Turning to the area of communications, much work needs to be done to generate greater awareness and provide information to the wider public on the Strategy’s potential benefits. Without this, we will not be able to achieve consensus particularly where difficult choices may have to be made in the context of the Strategy.
You have a key role to play in promoting public interest and ownership in the Strategy to underpin its successful development and implementation. I would appeal to you to support debate on the Strategy in your own cities and towns, areas and regions. Make sure that people are aware that it is on the way and are ready to see it as a new way of approaching the future development of our country.
There will be differing views when it comes down next year to making policy choices for inclusion in the Strategy. It cannot please everyone. We will aim, however, to convince as many people as we can that the policies we put forward are in the overall interests of the country and each of its regions.

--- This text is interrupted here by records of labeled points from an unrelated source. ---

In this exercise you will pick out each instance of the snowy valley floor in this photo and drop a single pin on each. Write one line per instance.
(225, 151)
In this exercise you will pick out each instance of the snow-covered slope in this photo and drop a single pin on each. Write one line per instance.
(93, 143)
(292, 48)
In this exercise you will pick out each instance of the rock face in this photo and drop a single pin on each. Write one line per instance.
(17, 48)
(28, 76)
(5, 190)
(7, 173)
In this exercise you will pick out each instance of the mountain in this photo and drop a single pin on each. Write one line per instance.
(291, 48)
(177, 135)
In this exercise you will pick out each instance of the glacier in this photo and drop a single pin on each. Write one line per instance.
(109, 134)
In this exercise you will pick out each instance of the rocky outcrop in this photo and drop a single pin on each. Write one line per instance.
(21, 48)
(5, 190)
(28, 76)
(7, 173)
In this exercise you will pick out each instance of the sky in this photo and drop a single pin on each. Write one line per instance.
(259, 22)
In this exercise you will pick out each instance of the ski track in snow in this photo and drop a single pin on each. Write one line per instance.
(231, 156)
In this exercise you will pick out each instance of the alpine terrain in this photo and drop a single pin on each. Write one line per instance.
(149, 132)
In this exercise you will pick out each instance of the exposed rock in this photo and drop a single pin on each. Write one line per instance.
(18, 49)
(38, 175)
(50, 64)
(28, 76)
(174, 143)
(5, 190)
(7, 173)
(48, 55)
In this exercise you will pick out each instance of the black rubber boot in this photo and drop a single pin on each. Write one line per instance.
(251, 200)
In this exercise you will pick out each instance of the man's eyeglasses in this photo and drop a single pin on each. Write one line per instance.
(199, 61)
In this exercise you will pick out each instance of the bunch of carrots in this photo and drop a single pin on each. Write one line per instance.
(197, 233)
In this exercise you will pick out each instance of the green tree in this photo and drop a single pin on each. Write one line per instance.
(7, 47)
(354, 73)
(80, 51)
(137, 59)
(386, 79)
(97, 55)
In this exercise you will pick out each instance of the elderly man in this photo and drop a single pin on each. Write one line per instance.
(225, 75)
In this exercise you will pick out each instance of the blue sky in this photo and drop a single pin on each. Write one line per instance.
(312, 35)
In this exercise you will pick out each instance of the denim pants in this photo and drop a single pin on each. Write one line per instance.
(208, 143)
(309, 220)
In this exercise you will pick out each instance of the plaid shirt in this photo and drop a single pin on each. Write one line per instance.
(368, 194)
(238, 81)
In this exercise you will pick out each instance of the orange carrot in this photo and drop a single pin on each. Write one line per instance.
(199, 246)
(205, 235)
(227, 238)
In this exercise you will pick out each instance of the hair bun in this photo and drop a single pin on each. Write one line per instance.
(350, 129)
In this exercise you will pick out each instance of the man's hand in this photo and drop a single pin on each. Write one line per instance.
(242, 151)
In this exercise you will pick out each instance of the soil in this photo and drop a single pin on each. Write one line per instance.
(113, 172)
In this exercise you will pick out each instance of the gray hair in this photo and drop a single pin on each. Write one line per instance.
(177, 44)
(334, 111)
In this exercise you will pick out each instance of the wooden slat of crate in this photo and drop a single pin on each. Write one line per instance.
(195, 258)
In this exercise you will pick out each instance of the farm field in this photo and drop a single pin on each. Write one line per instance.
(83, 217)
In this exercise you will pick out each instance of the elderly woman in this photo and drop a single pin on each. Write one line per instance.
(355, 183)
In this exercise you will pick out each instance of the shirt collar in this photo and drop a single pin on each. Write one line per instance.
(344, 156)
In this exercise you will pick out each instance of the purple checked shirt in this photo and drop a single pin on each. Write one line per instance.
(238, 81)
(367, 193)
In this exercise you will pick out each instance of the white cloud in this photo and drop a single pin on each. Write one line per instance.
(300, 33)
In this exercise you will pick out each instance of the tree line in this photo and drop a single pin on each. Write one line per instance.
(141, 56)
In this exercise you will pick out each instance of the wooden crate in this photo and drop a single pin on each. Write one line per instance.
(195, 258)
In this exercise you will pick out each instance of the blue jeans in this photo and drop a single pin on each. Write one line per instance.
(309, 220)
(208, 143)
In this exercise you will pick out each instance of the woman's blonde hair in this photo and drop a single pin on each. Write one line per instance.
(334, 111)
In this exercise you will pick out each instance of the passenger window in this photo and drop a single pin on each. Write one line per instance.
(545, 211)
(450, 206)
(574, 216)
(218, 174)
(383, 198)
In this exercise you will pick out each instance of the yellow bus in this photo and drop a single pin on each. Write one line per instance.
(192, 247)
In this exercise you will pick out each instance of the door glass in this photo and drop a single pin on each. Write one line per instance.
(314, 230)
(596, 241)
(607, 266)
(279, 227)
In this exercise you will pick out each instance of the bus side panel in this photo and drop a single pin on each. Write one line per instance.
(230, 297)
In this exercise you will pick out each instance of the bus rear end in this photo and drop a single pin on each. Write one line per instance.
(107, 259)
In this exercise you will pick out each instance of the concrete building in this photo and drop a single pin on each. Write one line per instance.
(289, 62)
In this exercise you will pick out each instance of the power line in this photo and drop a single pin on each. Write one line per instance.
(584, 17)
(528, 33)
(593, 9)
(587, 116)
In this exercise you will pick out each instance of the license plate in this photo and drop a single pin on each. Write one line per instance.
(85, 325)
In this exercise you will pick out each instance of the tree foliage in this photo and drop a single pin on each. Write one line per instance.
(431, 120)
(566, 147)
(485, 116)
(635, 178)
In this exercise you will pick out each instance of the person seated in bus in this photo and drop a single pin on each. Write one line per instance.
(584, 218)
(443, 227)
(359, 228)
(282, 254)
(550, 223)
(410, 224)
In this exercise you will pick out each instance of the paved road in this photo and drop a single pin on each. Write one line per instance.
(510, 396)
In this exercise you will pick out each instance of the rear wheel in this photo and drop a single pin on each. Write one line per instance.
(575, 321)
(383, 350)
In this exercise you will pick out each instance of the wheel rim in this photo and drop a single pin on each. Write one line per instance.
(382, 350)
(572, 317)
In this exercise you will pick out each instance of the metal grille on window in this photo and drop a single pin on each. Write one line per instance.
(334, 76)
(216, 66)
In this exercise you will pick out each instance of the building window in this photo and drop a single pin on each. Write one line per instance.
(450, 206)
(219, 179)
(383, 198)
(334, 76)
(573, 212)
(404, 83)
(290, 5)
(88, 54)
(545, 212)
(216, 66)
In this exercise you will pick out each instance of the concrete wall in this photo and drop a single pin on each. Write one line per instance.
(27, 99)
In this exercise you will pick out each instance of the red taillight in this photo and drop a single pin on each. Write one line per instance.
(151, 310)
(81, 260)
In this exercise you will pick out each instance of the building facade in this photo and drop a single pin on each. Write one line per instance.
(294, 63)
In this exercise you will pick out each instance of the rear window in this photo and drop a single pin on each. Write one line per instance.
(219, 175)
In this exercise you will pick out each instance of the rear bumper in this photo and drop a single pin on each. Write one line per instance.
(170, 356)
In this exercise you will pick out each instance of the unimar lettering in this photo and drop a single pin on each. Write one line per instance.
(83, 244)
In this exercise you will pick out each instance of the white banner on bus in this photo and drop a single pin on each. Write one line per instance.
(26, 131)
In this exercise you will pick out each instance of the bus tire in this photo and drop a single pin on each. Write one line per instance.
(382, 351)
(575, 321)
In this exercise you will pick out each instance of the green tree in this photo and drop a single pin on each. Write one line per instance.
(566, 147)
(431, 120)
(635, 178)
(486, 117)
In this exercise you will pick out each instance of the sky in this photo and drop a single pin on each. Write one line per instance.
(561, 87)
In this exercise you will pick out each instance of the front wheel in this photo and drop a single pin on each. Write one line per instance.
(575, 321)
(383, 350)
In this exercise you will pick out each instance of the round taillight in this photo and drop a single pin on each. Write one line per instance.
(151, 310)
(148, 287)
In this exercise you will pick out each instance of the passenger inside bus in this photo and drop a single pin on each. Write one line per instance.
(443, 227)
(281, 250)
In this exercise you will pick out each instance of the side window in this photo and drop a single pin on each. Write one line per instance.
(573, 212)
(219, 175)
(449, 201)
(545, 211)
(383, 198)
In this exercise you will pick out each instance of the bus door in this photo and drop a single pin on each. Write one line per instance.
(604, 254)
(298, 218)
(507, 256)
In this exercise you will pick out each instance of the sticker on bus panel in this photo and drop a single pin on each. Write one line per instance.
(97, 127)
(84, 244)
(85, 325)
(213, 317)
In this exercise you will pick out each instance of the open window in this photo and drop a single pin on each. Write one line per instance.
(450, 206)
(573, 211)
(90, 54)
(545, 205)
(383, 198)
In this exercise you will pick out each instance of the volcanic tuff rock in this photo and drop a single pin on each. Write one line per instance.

Ensuring that the Strategy is actually implemented will be another key issue. Completing the Strategy is just a first step. Improved co-operation and co-ordination will be needed at political, administrative, sectoral, regional and local level to implement the Strategy effectively. I see little point in putting in the effort to produce a National Spatial Strategy unless we put arrangements in place to get it to work.
You will get a good idea of the challenges we face from to-day’s presentations. To meet those challenges we have to look to delivering a Spatial Strategy which is bold in its approach and which can make, - and can be seen to make - a real difference to the Ireland of 20 years from now.